An ellipsoid with equation
$ (\mathbf{r} - \mathbf{r_0} )^T Q (\mathbf{r} - \mathbf{r_0} ) = 1 $
is subject to light rays from an omni-directional light (light source emitting light rays in all directions). The light source is located at $\mathbf{p_0}$. I'd like to find a closed form expression for the area of the shadow of this ellipse cast on the the plane $\mathbf{n}^T (\mathbf{r} - \mathbf{r_1} ) = 0 $. It is assumed that the ellipsoid lies between the light source and the plane.
My approach is detailed in my answer below.
Your comments, or alternative solutions, are highly appreciated.
First, I'll outline the method I used to find the closed form expression of the area of the shadow.
Step 1: Transform the ellipsoid into a unit sphere centered at the origin.

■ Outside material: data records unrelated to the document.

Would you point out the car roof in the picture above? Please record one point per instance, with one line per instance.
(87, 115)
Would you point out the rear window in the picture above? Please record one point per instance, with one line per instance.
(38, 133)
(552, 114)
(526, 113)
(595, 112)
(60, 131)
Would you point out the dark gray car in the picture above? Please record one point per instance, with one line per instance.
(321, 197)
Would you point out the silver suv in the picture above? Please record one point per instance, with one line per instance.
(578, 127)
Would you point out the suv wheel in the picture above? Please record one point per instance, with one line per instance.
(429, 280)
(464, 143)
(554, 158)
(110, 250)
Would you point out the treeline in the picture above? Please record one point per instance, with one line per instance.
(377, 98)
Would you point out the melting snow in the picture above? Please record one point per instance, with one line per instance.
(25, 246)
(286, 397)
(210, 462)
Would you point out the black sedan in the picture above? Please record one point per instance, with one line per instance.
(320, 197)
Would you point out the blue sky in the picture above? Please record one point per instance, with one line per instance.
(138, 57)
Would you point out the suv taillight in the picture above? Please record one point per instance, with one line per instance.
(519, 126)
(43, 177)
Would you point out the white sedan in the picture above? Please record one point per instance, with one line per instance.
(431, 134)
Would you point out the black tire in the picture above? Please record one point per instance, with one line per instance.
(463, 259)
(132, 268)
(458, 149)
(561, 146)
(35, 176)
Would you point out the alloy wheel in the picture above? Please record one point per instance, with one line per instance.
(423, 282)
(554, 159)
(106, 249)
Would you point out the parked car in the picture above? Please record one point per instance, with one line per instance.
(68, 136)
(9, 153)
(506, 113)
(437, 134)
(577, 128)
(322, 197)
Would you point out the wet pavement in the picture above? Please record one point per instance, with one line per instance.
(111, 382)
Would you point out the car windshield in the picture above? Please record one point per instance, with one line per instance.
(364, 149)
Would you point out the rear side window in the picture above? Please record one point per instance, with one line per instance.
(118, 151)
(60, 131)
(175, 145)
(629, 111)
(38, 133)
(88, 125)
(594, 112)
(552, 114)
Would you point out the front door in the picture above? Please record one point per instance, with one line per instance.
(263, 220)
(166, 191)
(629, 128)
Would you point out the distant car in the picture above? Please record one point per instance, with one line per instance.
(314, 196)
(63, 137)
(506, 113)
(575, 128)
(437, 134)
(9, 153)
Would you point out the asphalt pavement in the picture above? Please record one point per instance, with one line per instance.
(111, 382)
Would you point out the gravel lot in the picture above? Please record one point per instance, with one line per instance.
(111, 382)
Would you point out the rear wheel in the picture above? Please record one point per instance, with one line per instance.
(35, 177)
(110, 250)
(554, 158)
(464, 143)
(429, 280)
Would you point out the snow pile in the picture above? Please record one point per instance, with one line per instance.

The cone of light becomes a right circular cone.
Step 2: Find the area of the shadow of the shadow in the transformed coordinates by intersecting the transformed plane with the right circular cone resulting from the transformation.
Step 3: From the area found in Step 2, and the distance between the transformed light source location and the transformed plane, calculate the volume of the cut right circular cone.
Step 4: Calculate the volume of the original elliptical cone of shadow cast by the ellipsoid, by reversing the effect of the transformation.
Step 5: Calculate the distance between the light source and the given plane, and from the formula for the volume of a cone (which is now known, from Step 4), calculate the area of the base.
I will not put all the details of the above steps. However, the final result is as follows:
Define $\mathbf{v} = \mathbf{p_0} - \mathbf{r_0} $ and $\mathbf{ w }= \mathbf{p_0} - \mathbf{r_1} $
Then the area of the shadow is given by
$ A_{\text{shadow}} = \pi \dfrac{( \mathbf{n}^T \mathbf{w} )^2 \sqrt{ \mathbf{v}^T Q \mathbf{v} - 1 }} { \sqrt{\det(Q)} ( (\mathbf{n}^T \mathbf{v} )^2 - \mathbf{n}^T Q^{-1} \mathbf{n} )^{(3/2)}} $